Note: Application Sandboxing is an approach to software development and Mobile Application Management(MAM) that limts the environments in which certain code can execute. It is also called as Application Containerization.
Some of the best practices to secure android apps are:
- To Store Sensitive Data Use the Internal Storage:
Every android app has an internal storage directory whose path is based on the package name of the app. They use Mode_Private to secure files inside this directory. This means that the files in an app cannot be accessed by any other app or device. getFilesDir( ) method is used to ascertain the absolute path of the app’s internal storage directory. Once you know its path, referencing files inside it is simple as referencing files inside any other directory.
- Store Encrypted Data in External Storage :
There is limited internal storage in an android app. So at times it is better to store sensitive data on external storage media such as removable SD card. As the data in such external storage media can be directly accessed by both users and other apps on the device, thus it is important to store such data in encrypted format. One of the most popular encryption algorithm used is AES, Advanced Encryption Standard with a key size of 256 bits.
- IPC with Intent’s Process:
Note: IPC means Inter Process Communication
Sockets, named Pipes are used by the programmers of android to communicate with other apps on android. Easier and secure approach to IPC is to use the intents. To send specific data to the component of an app, the developers must create a new instance of intent class and use its setComponent( ) method to specify both the package and the name of the app. Then they can add data using putExtra( ) method.
- Use HTTPs:
HTTPS (preferably HttpsURLConnection) is used to communicate between the android app and their servers. The network traffic will be secured as the server is configured with a certificate issued by trusted certificate such as Digicert or GlobalSign. The network traffic should be secured against eavesdropping and man-in-the-middle attacks.
- Use GCM instead of SMS:
SMS Protocol is neither encrypted nor safe against spoofing attacks. SMS can be read by any app in the user’s device with a Read_SMS permission. GCM is lot more secure than SMS to push messages to an app as the communications are encrypted. They are authenticated using refreshed registration tokens on client side and a unique API key on the server side.
Note: GCM, Google Cloud Messaging
- Personal Data is Avoided:
A better approach to user identification and user profile information look up on android is through Google Identity Platform. This platform allows the user to quickly sign into the app using their Google account and thus, the app can easily access the user details like username, email address, contacts, profile photo etc. To handle the credentials by the user itself, they are recommended to store and transmit them in the form of secure hashes. The way to generate different types of hashes using Android SDK is by using MessageDigest class.

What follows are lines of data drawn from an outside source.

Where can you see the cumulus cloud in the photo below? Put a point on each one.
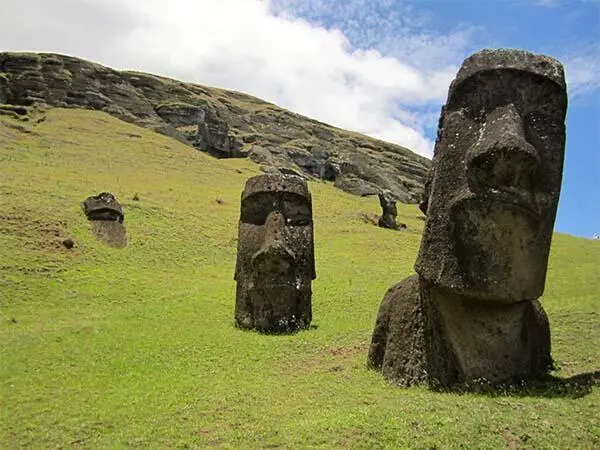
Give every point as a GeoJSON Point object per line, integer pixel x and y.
{"type": "Point", "coordinates": [344, 70]}
{"type": "Point", "coordinates": [582, 67]}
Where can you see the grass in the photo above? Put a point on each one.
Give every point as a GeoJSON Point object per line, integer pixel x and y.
{"type": "Point", "coordinates": [109, 348]}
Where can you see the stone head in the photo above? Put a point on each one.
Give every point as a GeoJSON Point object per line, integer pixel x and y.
{"type": "Point", "coordinates": [275, 260]}
{"type": "Point", "coordinates": [493, 189]}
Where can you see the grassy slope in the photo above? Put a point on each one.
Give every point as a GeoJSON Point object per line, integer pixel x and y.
{"type": "Point", "coordinates": [110, 348]}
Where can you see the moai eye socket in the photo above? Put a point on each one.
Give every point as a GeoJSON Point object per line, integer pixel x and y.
{"type": "Point", "coordinates": [296, 211]}
{"type": "Point", "coordinates": [256, 208]}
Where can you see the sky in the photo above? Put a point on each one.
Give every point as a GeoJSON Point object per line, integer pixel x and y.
{"type": "Point", "coordinates": [379, 67]}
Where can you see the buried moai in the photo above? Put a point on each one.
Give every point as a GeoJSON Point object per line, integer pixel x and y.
{"type": "Point", "coordinates": [471, 312]}
{"type": "Point", "coordinates": [389, 211]}
{"type": "Point", "coordinates": [106, 215]}
{"type": "Point", "coordinates": [275, 258]}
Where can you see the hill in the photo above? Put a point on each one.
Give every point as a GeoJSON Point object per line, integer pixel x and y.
{"type": "Point", "coordinates": [222, 123]}
{"type": "Point", "coordinates": [135, 347]}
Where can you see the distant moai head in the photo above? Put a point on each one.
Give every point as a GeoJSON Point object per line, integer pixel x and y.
{"type": "Point", "coordinates": [496, 176]}
{"type": "Point", "coordinates": [275, 260]}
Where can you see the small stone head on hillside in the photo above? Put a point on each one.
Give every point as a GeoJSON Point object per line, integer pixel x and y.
{"type": "Point", "coordinates": [275, 258]}
{"type": "Point", "coordinates": [495, 182]}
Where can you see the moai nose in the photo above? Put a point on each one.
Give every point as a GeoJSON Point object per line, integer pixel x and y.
{"type": "Point", "coordinates": [274, 257]}
{"type": "Point", "coordinates": [501, 157]}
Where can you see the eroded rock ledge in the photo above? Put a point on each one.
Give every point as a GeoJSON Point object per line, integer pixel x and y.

- User Input are Validated:
User inputs don not leads to buffer overruns in the android device. To avoid making the data vulnerable into SOL injection attacks, developer should allow the users to interact with SQLite database, thus developer must either sanitize user input or make use of parameterized queries.

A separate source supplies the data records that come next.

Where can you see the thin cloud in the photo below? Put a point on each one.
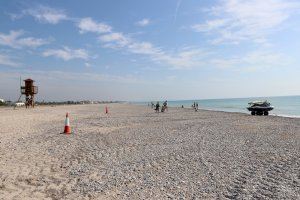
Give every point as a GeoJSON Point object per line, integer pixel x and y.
{"type": "Point", "coordinates": [67, 54]}
{"type": "Point", "coordinates": [252, 61]}
{"type": "Point", "coordinates": [43, 14]}
{"type": "Point", "coordinates": [89, 25]}
{"type": "Point", "coordinates": [143, 22]}
{"type": "Point", "coordinates": [235, 21]}
{"type": "Point", "coordinates": [14, 40]}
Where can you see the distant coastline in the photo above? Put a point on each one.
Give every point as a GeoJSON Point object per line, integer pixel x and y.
{"type": "Point", "coordinates": [284, 106]}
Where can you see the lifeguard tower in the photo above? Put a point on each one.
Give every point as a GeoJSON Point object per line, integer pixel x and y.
{"type": "Point", "coordinates": [29, 90]}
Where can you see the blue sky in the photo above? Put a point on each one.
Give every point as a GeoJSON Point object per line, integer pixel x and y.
{"type": "Point", "coordinates": [146, 50]}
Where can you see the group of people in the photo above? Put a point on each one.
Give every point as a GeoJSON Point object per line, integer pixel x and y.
{"type": "Point", "coordinates": [156, 107]}
{"type": "Point", "coordinates": [164, 107]}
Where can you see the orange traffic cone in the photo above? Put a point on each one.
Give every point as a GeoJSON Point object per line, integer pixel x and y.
{"type": "Point", "coordinates": [67, 125]}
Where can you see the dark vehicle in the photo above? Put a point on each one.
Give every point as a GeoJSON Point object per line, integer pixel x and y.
{"type": "Point", "coordinates": [260, 107]}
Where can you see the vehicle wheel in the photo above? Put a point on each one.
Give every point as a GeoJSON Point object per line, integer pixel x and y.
{"type": "Point", "coordinates": [259, 113]}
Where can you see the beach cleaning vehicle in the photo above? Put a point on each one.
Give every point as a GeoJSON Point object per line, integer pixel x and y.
{"type": "Point", "coordinates": [260, 107]}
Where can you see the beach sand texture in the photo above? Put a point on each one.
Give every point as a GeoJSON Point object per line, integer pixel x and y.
{"type": "Point", "coordinates": [134, 153]}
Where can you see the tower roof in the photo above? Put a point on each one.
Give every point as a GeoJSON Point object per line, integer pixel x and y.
{"type": "Point", "coordinates": [29, 80]}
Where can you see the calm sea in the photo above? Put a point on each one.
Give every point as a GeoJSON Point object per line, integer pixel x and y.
{"type": "Point", "coordinates": [288, 106]}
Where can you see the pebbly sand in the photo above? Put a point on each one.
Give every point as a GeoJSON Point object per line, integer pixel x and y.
{"type": "Point", "coordinates": [134, 153]}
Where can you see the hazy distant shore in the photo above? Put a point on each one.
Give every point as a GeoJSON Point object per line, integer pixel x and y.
{"type": "Point", "coordinates": [134, 153]}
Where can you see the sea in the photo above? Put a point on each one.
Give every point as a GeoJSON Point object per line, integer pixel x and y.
{"type": "Point", "coordinates": [286, 106]}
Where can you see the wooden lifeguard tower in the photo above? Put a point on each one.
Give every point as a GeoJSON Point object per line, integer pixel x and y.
{"type": "Point", "coordinates": [29, 90]}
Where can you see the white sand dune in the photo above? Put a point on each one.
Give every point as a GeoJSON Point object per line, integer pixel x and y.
{"type": "Point", "coordinates": [134, 153]}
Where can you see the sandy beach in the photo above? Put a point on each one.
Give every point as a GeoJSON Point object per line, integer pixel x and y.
{"type": "Point", "coordinates": [134, 153]}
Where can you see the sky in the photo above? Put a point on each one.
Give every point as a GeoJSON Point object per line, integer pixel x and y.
{"type": "Point", "coordinates": [136, 50]}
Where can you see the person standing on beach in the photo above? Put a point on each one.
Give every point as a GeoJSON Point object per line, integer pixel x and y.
{"type": "Point", "coordinates": [165, 104]}
{"type": "Point", "coordinates": [157, 107]}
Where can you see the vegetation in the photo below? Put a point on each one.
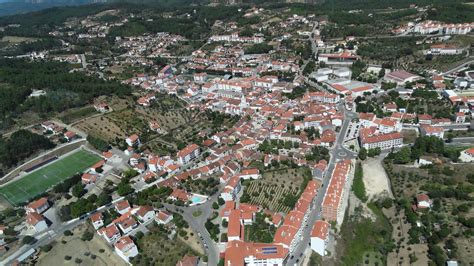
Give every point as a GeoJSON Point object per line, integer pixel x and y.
{"type": "Point", "coordinates": [20, 145]}
{"type": "Point", "coordinates": [358, 185]}
{"type": "Point", "coordinates": [259, 48]}
{"type": "Point", "coordinates": [260, 231]}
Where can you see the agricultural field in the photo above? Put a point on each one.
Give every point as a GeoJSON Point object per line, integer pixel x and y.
{"type": "Point", "coordinates": [180, 126]}
{"type": "Point", "coordinates": [156, 248]}
{"type": "Point", "coordinates": [39, 181]}
{"type": "Point", "coordinates": [94, 252]}
{"type": "Point", "coordinates": [274, 191]}
{"type": "Point", "coordinates": [446, 228]}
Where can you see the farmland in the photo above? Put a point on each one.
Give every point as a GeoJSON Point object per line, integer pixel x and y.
{"type": "Point", "coordinates": [39, 181]}
{"type": "Point", "coordinates": [274, 187]}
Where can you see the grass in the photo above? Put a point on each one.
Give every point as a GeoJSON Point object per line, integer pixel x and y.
{"type": "Point", "coordinates": [362, 236]}
{"type": "Point", "coordinates": [358, 185]}
{"type": "Point", "coordinates": [41, 180]}
{"type": "Point", "coordinates": [77, 114]}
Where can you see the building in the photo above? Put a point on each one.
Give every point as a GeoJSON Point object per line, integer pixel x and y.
{"type": "Point", "coordinates": [370, 139]}
{"type": "Point", "coordinates": [188, 261]}
{"type": "Point", "coordinates": [39, 205]}
{"type": "Point", "coordinates": [242, 253]}
{"type": "Point", "coordinates": [125, 248]}
{"type": "Point", "coordinates": [467, 155]}
{"type": "Point", "coordinates": [163, 217]}
{"type": "Point", "coordinates": [145, 213]}
{"type": "Point", "coordinates": [344, 58]}
{"type": "Point", "coordinates": [423, 201]}
{"type": "Point", "coordinates": [320, 237]}
{"type": "Point", "coordinates": [333, 207]}
{"type": "Point", "coordinates": [444, 49]}
{"type": "Point", "coordinates": [110, 233]}
{"type": "Point", "coordinates": [427, 130]}
{"type": "Point", "coordinates": [122, 206]}
{"type": "Point", "coordinates": [133, 140]}
{"type": "Point", "coordinates": [36, 222]}
{"type": "Point", "coordinates": [188, 154]}
{"type": "Point", "coordinates": [97, 220]}
{"type": "Point", "coordinates": [401, 77]}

- ProGuards are Used Before Publishing :
To secure source code, the developers should make use of a tool called ProGuard which is in android SDK before publishing the app. The default ProGuard configuration publishing in Android SDK’s proguard.android.txt file is sufficient for most apps. If the developer want to add custom rule to configuration, they can do so inside a file named proguard-rules.pro which is a part of Android Studio Project.